Dionysus is known as the god of many names, many-forms, and a seat of ambiguity. Not only is he both masculine and feminine, his very nature is shape-shifting. By holding opposites in dynamic tension, he achieves his power of paradox like no other deity. --Carnaval.com

That cracks me up, because Charles Atlas promised to build muscle with his patented system of "Dynamic Tension".

Dionysus was identified with the lamb, and called "King of Kings," "Only Begotten Son," "Savior," "Redeemer," "Sin bearer," "Anointed One," the "Alpha and Omega." Hmmm....

Both Jesus and Dionysus were born of mortal women, both are "twice born", both are associated with fertility symbolism like the fig tree and wheat or bread, lions and panthers, and perhaps most succinctly, both are indelibly associated with wine and the vine.

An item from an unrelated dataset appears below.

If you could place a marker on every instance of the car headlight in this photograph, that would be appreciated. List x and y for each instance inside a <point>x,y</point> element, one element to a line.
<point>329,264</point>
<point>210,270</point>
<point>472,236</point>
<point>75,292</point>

Dionysus (AKA the Roman Bacchus) was the God of Wine, and his Bacchanals were the means through which he was worshiped during initiation into the Dionysian Mysteries. Jesus makes the wine flow like water at the wedding in Galilee - his first recorded miracle in the Gospels:

On the third day a wedding took place at Cana in Galilee. Jesus' mother was there, and Jesus and his disciples had also been invited to the wedding. When the wine was gone, Jesus' mother said to him, "They have no more wine."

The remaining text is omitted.